La Palinodia è una lunga epistola di 279 endecasillabi. E’ una finta ed ironica ritrattazione delle teorie materialiste da lui sostenute in netto contrasto con le idee in auge al suo tempo, che gli avevano precluso il successo letterario e la possibilità di ottenere anche un riconoscimento economico della sua attività letteraria. E’ anche un ritratto impietoso della società contemporanea, superba delle sue conquiste materiali, sempre più massificata, convinta di essere sulla soglia di una sorta di paradiso terrestre.
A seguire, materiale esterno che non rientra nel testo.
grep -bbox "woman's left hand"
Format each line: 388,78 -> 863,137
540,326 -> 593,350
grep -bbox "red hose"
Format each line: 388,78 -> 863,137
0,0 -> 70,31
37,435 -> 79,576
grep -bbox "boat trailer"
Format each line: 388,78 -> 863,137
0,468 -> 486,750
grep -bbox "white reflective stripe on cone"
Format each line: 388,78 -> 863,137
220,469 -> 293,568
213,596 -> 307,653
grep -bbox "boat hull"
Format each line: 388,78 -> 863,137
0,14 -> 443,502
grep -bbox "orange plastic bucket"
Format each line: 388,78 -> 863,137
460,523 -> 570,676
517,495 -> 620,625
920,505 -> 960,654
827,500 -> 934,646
Il destinatario, il marchese Gino Capponi, fu un importante storico, economista e pedagogista fiorentino. I due erano amici dal 1827, ma in netto dissidio ideologico: Capponi era un fervente cattolico e sostenitore del progresso. Come prese la pubblicazione della Palinodia? Pubblicamente ringraziò per i nobili versi, ma privatamente lamentò che Leopardi l’aveva coglionato per le sue credenze.
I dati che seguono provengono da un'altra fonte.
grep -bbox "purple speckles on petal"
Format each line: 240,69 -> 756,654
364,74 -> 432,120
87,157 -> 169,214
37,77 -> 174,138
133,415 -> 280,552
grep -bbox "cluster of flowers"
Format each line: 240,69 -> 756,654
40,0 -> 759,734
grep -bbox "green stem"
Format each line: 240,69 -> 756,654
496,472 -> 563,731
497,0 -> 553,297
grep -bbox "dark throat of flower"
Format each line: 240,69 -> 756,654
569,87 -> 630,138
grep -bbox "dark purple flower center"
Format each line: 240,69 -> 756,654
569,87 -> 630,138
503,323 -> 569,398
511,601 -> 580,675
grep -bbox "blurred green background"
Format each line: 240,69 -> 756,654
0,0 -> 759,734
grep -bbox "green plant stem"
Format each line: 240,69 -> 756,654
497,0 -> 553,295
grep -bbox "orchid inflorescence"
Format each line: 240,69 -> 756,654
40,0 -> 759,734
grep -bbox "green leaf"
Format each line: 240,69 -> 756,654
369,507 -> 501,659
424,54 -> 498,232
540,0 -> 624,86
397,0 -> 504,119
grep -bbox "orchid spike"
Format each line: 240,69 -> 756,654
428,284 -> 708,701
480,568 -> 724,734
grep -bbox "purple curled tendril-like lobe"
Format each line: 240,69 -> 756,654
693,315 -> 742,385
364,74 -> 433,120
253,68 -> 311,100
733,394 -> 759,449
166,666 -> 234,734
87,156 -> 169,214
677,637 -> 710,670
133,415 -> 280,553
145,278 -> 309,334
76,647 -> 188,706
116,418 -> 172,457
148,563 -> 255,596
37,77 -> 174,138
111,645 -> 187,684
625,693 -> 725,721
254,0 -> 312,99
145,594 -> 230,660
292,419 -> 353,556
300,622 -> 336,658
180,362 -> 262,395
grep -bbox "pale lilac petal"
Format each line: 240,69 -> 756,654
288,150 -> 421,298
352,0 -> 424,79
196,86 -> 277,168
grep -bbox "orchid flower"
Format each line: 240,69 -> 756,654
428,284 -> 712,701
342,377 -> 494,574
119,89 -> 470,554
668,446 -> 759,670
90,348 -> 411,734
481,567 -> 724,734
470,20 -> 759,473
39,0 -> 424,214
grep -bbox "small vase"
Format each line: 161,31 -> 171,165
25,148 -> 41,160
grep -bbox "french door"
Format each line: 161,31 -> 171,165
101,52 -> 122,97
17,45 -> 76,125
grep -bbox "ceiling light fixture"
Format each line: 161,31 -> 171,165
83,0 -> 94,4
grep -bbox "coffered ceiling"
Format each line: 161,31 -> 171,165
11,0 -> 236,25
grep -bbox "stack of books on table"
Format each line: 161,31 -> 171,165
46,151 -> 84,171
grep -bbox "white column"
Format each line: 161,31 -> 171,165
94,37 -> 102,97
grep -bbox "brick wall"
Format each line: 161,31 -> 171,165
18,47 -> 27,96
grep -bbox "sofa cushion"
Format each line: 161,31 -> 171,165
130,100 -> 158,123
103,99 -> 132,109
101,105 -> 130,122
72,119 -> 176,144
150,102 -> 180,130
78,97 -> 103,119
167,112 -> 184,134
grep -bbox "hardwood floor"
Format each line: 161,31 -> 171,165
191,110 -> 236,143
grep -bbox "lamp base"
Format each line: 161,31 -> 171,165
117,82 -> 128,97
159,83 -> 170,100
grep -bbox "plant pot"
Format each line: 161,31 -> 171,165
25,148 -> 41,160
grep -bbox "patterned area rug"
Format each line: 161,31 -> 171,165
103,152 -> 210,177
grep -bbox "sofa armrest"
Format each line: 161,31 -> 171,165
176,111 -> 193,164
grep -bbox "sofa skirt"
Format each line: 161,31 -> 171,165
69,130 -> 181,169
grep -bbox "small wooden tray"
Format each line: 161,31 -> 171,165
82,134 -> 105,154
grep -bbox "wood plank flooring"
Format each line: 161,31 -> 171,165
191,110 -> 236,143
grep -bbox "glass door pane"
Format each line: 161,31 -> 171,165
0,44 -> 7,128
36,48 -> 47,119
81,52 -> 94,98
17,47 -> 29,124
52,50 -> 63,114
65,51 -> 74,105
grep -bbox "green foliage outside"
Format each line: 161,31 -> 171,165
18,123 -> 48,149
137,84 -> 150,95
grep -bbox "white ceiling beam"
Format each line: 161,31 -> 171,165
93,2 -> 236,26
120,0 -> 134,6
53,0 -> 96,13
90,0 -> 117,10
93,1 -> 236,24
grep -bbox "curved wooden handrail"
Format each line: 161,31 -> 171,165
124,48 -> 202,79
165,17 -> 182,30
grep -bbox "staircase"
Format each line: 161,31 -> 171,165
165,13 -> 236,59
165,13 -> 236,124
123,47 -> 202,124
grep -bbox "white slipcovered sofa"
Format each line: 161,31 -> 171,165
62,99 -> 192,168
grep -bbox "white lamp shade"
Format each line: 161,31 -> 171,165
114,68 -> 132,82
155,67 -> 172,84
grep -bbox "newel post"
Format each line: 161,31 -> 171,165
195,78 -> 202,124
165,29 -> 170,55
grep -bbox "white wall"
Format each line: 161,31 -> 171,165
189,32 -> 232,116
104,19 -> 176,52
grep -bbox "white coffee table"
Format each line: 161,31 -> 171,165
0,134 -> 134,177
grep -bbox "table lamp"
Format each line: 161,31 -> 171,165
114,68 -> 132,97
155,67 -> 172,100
La Palinodia con la Ginestra e Il tramonto della luna è stata composta a Napoli, negli ultimi anni della vita del poeta, tra il 1834 e il ’35. E’ un Leopardi pugnace, aggressivo, che vuole distruggere tutti i miti creati dall’ottimismo ideologico del suo secolo. Se nella Ginestra e nel Tramonto della luna il bersaglio è il ritorno del periodo romantico allo spiritualismo, che ipotizza un genere umano privilegiato rispetto al resto della natura perché creatura eletta di Dio, qui ci si scaglia invece contro l’ottimismo prodotto dallo sviluppo scientifico e tecnologico. La lunghezza dell’epistola e la difficoltà dello stile mi hanno indotta a selezionarne alcuni brani, raccontando le parti omesse.
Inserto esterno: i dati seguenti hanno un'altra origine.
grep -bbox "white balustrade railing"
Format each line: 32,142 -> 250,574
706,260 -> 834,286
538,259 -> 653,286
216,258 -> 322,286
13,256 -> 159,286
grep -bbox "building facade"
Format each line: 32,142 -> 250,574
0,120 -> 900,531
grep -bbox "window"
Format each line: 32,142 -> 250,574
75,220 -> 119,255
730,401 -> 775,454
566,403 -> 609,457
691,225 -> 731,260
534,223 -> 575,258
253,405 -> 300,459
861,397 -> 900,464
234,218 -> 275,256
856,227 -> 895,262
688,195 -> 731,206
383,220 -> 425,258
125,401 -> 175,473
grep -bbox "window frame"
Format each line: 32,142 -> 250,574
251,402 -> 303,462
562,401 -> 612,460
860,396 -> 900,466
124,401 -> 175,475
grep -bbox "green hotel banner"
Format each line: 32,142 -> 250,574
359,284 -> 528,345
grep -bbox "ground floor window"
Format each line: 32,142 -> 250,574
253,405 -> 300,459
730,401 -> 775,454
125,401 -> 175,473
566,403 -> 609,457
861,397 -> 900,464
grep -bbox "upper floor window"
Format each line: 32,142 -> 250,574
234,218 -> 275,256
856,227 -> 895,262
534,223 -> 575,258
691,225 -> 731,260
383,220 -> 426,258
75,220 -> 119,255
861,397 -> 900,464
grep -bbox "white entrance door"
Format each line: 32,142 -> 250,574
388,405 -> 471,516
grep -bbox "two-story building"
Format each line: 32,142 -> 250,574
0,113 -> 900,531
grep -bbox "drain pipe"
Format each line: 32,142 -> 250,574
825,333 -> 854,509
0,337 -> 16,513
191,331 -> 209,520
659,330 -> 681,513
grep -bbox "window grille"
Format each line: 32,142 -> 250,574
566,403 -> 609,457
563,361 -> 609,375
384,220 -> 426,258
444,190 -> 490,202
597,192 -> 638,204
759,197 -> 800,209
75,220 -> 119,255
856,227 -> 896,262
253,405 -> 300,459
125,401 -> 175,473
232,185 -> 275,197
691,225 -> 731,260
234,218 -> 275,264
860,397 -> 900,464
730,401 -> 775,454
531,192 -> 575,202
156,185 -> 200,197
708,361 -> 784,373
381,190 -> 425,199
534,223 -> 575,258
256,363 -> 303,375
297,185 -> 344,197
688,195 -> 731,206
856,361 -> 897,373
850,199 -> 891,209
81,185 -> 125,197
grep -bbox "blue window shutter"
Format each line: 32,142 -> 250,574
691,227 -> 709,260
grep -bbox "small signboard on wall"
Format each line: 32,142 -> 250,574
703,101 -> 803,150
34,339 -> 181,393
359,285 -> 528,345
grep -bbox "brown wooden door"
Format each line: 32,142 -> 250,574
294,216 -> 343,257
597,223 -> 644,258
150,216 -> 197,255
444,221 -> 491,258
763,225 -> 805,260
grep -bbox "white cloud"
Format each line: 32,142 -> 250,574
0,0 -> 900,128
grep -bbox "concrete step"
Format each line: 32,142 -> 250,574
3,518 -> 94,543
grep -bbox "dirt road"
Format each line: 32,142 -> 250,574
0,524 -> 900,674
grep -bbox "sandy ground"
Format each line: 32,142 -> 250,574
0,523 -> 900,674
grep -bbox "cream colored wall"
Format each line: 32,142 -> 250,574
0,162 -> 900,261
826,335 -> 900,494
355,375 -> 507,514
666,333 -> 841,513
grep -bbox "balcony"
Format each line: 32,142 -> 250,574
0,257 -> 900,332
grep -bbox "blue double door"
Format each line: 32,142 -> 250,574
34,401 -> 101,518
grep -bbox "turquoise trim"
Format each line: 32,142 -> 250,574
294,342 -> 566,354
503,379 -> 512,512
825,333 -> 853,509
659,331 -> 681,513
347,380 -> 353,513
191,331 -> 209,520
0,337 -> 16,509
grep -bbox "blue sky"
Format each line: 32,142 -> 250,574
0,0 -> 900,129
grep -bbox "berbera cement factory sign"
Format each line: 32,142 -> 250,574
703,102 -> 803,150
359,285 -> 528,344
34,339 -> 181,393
Errai, candido Gino; assai gran tempo,
e di gran lunga errai. Misera e vana
stimai la vita, e sovra l’altre insulsa
la stagion ch’or si volge. (…)
……Alfin per entro il fumo
de’ sigari onorato, al romorio
e’ crepitanti pasticcini, al grido
militar, di gelati e di bevande
ordinator, fra le percosse tazze
e i branditi cucchiai, viva rifulse
agli occhi miei la giornaliera luce
delle gazzette. Riconobbi e vidi
la pubblica letizia, e le dolcezze
del destino mortal. (…)

La palinodia comincia con un’allocuzione al candido Gino. Candido, significa certamente puro di costumi, ma anche, echeggiando Voltaire, anche ingenuo. Il poeta dichiara di aver sbagliato a criticare la sua epoca, giudicandola insulsa , ma che è senz’altro la più felice che l’uomo abbia mai vissuto. La sua critica è sembrata intollerabile e dovuta alla sua malattia, alla sua condizione, alla incapacità di procurarsi i piaceri ormai alla portata di tutti.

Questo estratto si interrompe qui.